Jung (Jung-Stilling), Johann Heinrich (1740–1817): Physician, writer, professor. Worked various jobs before studying medicine at Strasbourg, where he met Goethe and Herder, afterward practicing in Elberfeld, where he became known for operating on cataracts. But on the whole the practice left him dissatisfied and in debt, and from 1778 he pursued an academic career as a professor of agriculture, technology, commerce, and the veterinary art in Kaiserslautern, Heidelberg (from 1784), and as professor of economical, financial and statistical science in Marburg (from 1787, where he was friends with Caroline’s brother Christian Friedrich Michaelis) before returning to Heidelberg in 1803. Although he published journals, poems, several novels, and eleven academic texts (including on veterinary medicine, e.g., healing , he is best known for his autobiography, which was published essentially in installments during his life: Heinrich Stillings Jugend (1777; whence also the name Jung-Stilling), Heinrich Stillings Wanderschaft (1778), Heinrich Stillings häusliches Leben (1789), Heinrich Stillings Lehr-Jahre (1804); the volumes were published collectively as Heinrich Stillings Leben in 1806, and a final volume, Heinrich Stillings Alter in 1817.

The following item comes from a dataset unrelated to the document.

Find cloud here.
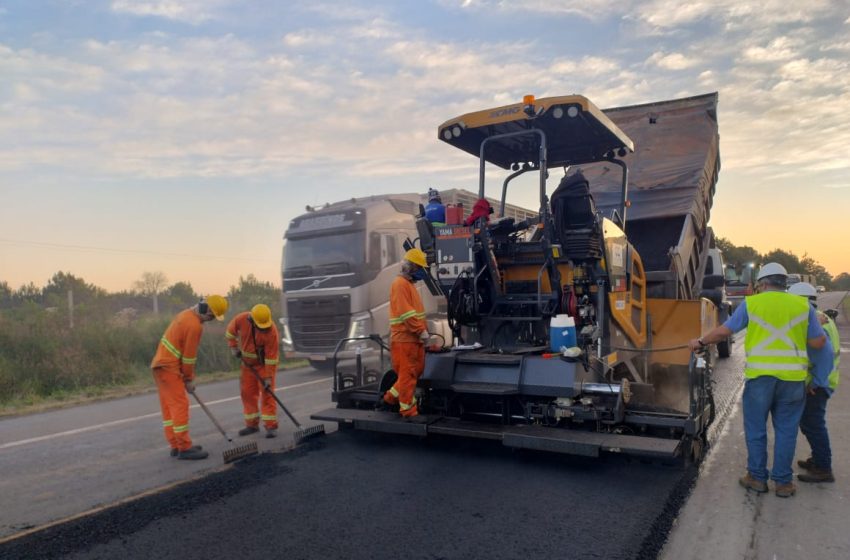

Jung, Maria Saloma (Selma), née St. George (1760–90): From 1782 second wife of Johann Heinrich Jung (Jung-Stilling) in Marburg. She was twenty-two when they married, he forty-two, they having been introduced to each other by Sophie von La Roche; she would, however, die on 23 May 1790, before Caroline even left Marburg. Jung would marry a third time in 1790/91.
Jünger, Johann Friedrich (1756[9?]–97): Writer. After apprenticing as a merchant, he studied philology and then law in Jena but broke off his studies because of financial problems. Moved to Leipzig and published a satirical novel (1781–87) and a translation of a piece by C. de Laclos. Became acquainted with the publisher Georg Joachim Göschen and through him with Friedrich Schiller (1785) in Gohlis, then in Weimar. After being dismissed from his position as a private tutor to a prince’s family, he moved to Vienna, where from 1789 he was employed in the court theater. Financial problems again prompted his dismissal in 1794, after which he lived amid increasing problems of depression. He was known especially for his free translations and adaptations of English and French authors, e.g., Samuel Constant de Rebecque, Camille, ou Lettres de deux Filles de ce siècle, traduites de l’anglais sur les originaux.
Juvenal (Decimus Junius Juvenalis) (ca. 55–60 BCE—ca. 140): Poet and last great satirist of Roman literture; his sixteen satires portray in the harshest colors the vices of Roman society, albeit without humor, seeking instead to elicit aversion and horror at the sinful Babylon that Rome had become.